Yesterday’s first speaker, Robert Blendon, a professor of Health Policy
in Harvard’s Department of Health Policy and Management, talked about
what Massachusetts experience might mean for the national health care
debate: “Massachusetts is the canary in the coal mine,” Blendon
declared bluntly. “If it’s not breathing in 2009, people won’t go in
“If it looks like it’s not possible to reach an agreement on how to
fund universal coverage, politicians will walk right on by,” Blendon
The political cost of trying to put together a plan for national health
reform and failing is just too high for anyone to want to be involved,
he explained. “The Clintons understand this. They tried; they failed,
and they lost Congress.”
“When 2009 or 2010 comes, where will we be on healthcare reform?”

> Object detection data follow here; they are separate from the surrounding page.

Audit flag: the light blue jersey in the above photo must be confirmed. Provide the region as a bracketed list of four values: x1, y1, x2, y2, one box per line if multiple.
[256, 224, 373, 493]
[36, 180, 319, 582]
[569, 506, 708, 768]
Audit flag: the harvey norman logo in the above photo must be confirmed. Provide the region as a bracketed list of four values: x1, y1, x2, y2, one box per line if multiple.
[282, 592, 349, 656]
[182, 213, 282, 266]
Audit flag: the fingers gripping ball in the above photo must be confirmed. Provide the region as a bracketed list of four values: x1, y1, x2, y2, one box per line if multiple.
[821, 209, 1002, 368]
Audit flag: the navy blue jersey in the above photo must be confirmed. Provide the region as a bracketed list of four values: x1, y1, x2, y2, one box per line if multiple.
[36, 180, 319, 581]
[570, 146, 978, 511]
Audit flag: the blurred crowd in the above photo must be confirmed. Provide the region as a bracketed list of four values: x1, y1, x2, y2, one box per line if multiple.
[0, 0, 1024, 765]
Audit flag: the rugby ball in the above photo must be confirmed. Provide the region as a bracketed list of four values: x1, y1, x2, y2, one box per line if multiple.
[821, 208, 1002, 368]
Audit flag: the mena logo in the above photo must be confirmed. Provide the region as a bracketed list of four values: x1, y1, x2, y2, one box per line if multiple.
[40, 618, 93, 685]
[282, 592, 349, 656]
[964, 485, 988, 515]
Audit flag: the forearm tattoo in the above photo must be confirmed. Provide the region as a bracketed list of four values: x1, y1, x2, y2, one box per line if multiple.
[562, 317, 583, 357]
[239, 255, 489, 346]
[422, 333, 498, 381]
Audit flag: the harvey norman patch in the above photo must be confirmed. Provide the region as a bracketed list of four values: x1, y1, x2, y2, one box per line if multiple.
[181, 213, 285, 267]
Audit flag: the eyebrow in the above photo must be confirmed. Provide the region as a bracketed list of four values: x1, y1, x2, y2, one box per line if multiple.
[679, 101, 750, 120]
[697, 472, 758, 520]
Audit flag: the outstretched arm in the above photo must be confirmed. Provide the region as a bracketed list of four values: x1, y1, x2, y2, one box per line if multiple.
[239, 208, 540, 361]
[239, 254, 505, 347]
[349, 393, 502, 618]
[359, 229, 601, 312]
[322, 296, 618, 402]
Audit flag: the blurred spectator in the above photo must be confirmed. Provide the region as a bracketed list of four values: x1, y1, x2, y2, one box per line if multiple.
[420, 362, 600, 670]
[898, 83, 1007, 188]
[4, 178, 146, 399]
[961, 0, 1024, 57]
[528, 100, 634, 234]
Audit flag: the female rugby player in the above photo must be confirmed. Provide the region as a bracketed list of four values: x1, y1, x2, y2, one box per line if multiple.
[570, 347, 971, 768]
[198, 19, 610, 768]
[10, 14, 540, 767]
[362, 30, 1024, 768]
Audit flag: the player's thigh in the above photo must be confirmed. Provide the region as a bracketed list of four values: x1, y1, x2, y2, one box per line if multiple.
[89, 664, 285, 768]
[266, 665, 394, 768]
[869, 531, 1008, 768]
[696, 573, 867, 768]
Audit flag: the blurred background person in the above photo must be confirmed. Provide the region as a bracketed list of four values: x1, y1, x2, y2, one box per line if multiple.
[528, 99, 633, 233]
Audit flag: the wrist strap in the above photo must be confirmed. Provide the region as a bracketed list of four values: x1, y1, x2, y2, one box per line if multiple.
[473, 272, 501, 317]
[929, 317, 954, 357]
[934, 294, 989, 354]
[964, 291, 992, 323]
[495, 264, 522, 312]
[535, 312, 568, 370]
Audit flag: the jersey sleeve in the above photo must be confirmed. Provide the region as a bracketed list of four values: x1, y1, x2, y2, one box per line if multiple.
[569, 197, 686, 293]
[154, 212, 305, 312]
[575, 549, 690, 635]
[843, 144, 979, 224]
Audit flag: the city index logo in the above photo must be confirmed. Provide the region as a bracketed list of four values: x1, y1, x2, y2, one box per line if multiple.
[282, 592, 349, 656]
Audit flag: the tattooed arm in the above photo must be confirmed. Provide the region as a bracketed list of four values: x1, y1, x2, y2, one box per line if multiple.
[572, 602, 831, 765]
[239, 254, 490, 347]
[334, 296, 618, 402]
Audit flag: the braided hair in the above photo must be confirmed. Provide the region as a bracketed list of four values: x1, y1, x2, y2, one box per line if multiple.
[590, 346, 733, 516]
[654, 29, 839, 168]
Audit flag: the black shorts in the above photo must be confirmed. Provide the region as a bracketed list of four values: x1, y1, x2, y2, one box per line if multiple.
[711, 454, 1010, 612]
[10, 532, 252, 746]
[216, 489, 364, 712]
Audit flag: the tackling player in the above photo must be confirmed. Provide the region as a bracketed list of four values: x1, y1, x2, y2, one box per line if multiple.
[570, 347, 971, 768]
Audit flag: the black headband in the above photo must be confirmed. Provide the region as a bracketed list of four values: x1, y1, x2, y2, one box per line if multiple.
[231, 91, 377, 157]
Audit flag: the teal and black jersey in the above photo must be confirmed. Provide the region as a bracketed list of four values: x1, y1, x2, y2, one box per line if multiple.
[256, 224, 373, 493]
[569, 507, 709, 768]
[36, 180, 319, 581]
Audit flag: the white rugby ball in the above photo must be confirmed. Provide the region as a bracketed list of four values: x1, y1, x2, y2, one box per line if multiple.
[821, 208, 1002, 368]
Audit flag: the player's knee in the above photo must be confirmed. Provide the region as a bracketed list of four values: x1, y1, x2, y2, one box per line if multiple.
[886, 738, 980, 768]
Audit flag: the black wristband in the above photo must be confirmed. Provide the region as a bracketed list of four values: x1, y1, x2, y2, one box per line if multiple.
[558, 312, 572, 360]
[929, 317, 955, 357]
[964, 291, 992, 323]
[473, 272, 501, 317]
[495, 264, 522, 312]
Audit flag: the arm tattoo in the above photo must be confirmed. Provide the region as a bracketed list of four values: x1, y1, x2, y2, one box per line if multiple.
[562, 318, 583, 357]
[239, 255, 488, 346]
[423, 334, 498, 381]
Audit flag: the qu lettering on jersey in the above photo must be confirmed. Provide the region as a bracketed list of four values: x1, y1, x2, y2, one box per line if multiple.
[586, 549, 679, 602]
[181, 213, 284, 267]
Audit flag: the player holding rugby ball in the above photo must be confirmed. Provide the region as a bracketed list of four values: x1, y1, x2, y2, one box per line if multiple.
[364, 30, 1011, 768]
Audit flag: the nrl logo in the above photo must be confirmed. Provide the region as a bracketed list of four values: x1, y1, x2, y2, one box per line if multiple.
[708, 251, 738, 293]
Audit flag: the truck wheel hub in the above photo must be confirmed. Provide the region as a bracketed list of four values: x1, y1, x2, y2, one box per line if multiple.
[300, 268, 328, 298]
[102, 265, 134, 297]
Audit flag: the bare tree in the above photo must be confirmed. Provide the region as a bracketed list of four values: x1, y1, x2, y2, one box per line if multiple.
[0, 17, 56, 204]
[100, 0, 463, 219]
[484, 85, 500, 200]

Blendon asked, and then answered his own question. “I think most people
are in a delusional state in terms of what they think will be going on
at that point. They think that the war in Iraq will be over, that we’ll
all be celebrating. I think that by 2009 or 2010, the climate will be
poisonous. The big question will be ‘Who lost the war in Iraq?’
“At that point, will there be an issue that can bring people together?”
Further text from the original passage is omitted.